I’m currently putting together a training course that follows the syllabus of the BCS Agile Foundation.
It’s an interesting process, because it involves going back and reading some of the original sources. And for, me, it’s made me think a lot more deeply about the notion of “empirical process.” And it’s made me realise what a difficult concept this is, both to teach, and to comprehend. I bought a few of the books that Ken Schwaber references in “Agile Software Development with Scrum” - one of them is a book about engineering system control. It’s an enormous book, and I think, there’s only one page, that is actually useful from the point of view of software development. But still, I think it might be useful, just for that one page. And of that one page, I think there might just be one sentence that I’ve started to think might be the most valuable - “treats the process like a black box.”
The idea is that some processes are just too complicated to control directly, so, rather than control them directly, you just focus on inputs and outputs. You start to think about this from an Agile software development point of view, this becomes really interesting.
What’s in the box? - the software development team - this includes the business analysts, the developers, the testers and also the UI people (I think).
What goes into the box?
Prioritised requirements - this is the job of the product owner - to supply the box with prioritised requirements.
What comes out of the box?
A bunch of things
Working Software for the product owners to respond to
Reports of progress - this is a bi-product of looking at the working software.
A list of escalated impediments that the team in the box say is slowing down the process.
What I find interesting is that all of these inputs and outputs tend to be problematic.
Product owners (or project managers who are interfering)aren’t available to prioritise the backlog - so don’t provide the box with meaningful inputs.
Product owners (or project managers who are interfering)aren’t available to respond to the working software that comes out of the box, so are unable to provide meaningful feedback.
Product owners(or project managers who are interfering or other senior stakeholders) respond to reports of actual progress with “La, la, la, not listening” strategies (e.g. “I don’t know how you tell that so early in the project.”, “I thought you were professionals who could do the job.”, “I don’t believe that - here’s an exercise to provide me with more detail that will take you six months.”)
Almost everybody who claims that they desperately want the software, will ignore the impediments which are reported which are preventing the software from being developed. This is so common we have a biblical-themed name for it “Bricks without Straw syndrome.”
“Yes we absolutely need this software by this deadline that we thought up all by ourselves without any regard to the capacity of the team. No, we will do nothing to help provide you with an environment where you can develop it. In fact we’ll supply security ‘experts’ to hobble your every attempt to find a solution.”
This is what doing this exercise has made me realise:
when people talk about Agile, they almost always talk about what happens in the box, stand-ups, stories, story-walls.
almost everything that goes wrong, that stops the project being a success, goes wrong outside of the box
You probably need somebody, full-time managing what’s going on outside of the box.

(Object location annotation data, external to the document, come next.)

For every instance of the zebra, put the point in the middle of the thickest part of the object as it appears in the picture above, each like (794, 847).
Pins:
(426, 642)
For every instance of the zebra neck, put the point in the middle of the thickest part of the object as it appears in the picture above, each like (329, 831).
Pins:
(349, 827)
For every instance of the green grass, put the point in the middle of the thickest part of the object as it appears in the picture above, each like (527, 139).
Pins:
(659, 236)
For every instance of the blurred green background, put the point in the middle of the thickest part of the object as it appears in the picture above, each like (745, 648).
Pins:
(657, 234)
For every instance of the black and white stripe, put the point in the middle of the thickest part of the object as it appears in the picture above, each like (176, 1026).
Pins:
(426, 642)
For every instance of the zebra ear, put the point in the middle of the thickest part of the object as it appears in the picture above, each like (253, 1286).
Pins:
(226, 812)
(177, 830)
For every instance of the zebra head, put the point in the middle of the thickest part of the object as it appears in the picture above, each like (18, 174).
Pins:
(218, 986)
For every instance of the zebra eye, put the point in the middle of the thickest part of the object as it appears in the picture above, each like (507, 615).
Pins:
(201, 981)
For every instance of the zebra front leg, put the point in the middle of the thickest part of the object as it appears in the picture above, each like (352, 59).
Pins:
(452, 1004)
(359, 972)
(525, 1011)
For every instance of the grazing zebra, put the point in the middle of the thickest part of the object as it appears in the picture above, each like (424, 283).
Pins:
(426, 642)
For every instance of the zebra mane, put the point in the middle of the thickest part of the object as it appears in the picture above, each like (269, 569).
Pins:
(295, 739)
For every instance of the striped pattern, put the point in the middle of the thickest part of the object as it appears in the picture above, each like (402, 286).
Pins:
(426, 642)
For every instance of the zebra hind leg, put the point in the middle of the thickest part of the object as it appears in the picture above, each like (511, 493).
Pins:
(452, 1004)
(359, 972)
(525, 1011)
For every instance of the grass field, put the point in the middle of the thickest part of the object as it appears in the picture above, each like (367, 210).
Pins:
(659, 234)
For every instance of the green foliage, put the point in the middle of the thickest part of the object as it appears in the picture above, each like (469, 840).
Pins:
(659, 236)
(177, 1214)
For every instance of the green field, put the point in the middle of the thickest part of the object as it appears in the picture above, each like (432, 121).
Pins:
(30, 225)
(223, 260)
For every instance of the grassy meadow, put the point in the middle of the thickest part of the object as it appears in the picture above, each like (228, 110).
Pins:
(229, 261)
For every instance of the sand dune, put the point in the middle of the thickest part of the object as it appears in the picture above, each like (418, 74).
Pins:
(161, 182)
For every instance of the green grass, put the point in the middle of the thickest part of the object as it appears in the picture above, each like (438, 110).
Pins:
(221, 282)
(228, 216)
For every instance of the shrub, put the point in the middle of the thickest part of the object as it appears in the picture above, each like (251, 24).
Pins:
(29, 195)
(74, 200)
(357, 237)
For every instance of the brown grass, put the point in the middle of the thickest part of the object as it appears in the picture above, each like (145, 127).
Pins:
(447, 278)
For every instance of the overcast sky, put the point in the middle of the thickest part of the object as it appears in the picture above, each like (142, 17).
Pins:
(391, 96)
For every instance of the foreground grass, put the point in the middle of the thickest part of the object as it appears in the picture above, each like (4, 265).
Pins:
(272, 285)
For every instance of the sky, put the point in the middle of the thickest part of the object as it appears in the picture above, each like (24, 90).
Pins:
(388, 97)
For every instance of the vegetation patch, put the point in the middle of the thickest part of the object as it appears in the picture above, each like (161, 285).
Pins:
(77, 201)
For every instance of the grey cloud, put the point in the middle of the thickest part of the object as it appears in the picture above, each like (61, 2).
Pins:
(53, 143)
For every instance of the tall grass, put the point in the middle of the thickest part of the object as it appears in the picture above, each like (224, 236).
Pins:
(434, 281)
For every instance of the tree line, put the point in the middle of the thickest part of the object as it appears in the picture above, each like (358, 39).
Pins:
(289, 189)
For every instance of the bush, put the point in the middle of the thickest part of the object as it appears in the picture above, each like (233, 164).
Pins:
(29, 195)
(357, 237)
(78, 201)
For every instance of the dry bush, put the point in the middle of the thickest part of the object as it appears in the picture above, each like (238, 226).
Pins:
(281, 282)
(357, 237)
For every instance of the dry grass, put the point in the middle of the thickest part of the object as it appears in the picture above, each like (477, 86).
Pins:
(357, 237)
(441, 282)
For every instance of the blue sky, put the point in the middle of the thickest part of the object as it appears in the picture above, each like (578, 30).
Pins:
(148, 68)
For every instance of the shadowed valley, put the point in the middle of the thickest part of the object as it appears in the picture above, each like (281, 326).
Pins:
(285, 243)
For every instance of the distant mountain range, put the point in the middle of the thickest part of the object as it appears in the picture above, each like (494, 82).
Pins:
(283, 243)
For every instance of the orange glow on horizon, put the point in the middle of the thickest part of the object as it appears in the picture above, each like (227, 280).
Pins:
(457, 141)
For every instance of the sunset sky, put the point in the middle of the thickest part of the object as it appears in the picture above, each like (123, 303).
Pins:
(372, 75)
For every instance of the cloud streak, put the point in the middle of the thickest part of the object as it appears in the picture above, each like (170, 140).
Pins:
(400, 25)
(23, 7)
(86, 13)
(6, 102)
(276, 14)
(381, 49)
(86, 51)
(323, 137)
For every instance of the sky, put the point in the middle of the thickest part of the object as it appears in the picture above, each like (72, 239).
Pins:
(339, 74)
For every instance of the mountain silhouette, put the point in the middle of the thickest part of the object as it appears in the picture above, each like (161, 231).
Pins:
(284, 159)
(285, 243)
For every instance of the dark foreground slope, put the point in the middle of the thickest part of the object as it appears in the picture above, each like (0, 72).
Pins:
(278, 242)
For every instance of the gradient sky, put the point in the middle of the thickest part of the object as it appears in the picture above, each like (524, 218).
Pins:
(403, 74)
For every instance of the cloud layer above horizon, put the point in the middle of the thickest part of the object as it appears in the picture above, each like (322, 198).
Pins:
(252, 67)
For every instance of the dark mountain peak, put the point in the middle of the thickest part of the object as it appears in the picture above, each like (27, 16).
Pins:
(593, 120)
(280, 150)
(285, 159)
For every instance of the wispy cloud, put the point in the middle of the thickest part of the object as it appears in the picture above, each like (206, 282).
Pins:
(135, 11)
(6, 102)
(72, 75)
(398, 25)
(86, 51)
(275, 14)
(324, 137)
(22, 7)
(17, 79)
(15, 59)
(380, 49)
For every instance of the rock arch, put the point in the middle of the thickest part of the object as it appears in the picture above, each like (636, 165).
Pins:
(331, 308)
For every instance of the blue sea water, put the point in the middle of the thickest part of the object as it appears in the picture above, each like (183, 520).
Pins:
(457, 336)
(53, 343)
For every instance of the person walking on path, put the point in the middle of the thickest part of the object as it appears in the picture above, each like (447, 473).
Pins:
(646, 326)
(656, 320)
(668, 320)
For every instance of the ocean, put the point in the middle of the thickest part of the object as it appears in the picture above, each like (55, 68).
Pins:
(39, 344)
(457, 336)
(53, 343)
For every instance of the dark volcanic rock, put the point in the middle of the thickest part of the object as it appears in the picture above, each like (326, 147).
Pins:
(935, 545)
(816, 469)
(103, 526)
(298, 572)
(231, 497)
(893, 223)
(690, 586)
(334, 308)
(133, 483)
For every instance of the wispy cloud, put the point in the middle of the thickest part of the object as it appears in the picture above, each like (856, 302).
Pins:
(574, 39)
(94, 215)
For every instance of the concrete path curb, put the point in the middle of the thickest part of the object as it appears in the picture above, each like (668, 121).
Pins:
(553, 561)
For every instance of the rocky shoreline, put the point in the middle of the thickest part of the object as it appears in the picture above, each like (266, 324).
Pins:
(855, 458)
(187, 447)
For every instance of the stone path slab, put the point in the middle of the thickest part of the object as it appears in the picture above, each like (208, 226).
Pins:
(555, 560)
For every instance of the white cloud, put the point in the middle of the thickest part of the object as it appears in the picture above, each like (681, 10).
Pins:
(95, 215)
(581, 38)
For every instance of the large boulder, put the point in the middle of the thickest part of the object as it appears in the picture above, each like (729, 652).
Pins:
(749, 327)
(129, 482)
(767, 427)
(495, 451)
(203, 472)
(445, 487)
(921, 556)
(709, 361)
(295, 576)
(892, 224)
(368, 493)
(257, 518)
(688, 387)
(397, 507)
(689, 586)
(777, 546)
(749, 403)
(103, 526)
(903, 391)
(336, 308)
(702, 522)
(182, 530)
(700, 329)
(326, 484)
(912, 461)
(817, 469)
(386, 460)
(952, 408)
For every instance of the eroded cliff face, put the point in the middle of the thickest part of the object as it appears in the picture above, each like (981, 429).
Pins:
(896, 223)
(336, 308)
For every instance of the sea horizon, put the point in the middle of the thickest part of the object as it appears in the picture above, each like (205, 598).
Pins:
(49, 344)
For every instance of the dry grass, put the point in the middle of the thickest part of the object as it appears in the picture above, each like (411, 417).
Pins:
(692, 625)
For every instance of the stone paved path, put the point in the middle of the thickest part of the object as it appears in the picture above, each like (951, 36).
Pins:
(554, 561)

this isn’t the scrum master - he’s managing what’s going on inside, the box, I’m not saying what’s going on inside the box is easy.
when people talk about Agile - they’re normally talking about what’s going on inside the box.
projects are BIOLOGICAL SYSTEMS - so, as I mentioned in my previous article it maybe lines and boxes isn’t the most useful - or the only way to think about this stuff. Maybe it’s more useful to think of the box as cell, with semi-permeable membranes - stuff has to get in and out
magic (working software) happens in the box
No box, no magic.
Customer in box = fox in hen house.
what goes on inside the box if it’s healthy and functioning properly, is quite similar from project to project, what goes on outside the box is completely different in every case.
One of the most appalling and upsetting tendencies that I’ve been witness to now, multiple times, is project managers opening the box, or the other thing that I’ve seen recently is an attitude of “We’re paying for the box, we should be able to say what happens in it.”
When the project doesn’t go well (and how could it under such circumstances?) this is when we get the dreaded hourly-status meetings and other measures absolutely guaranteed to produce failure such as requests for the development team to record their time down to the hour.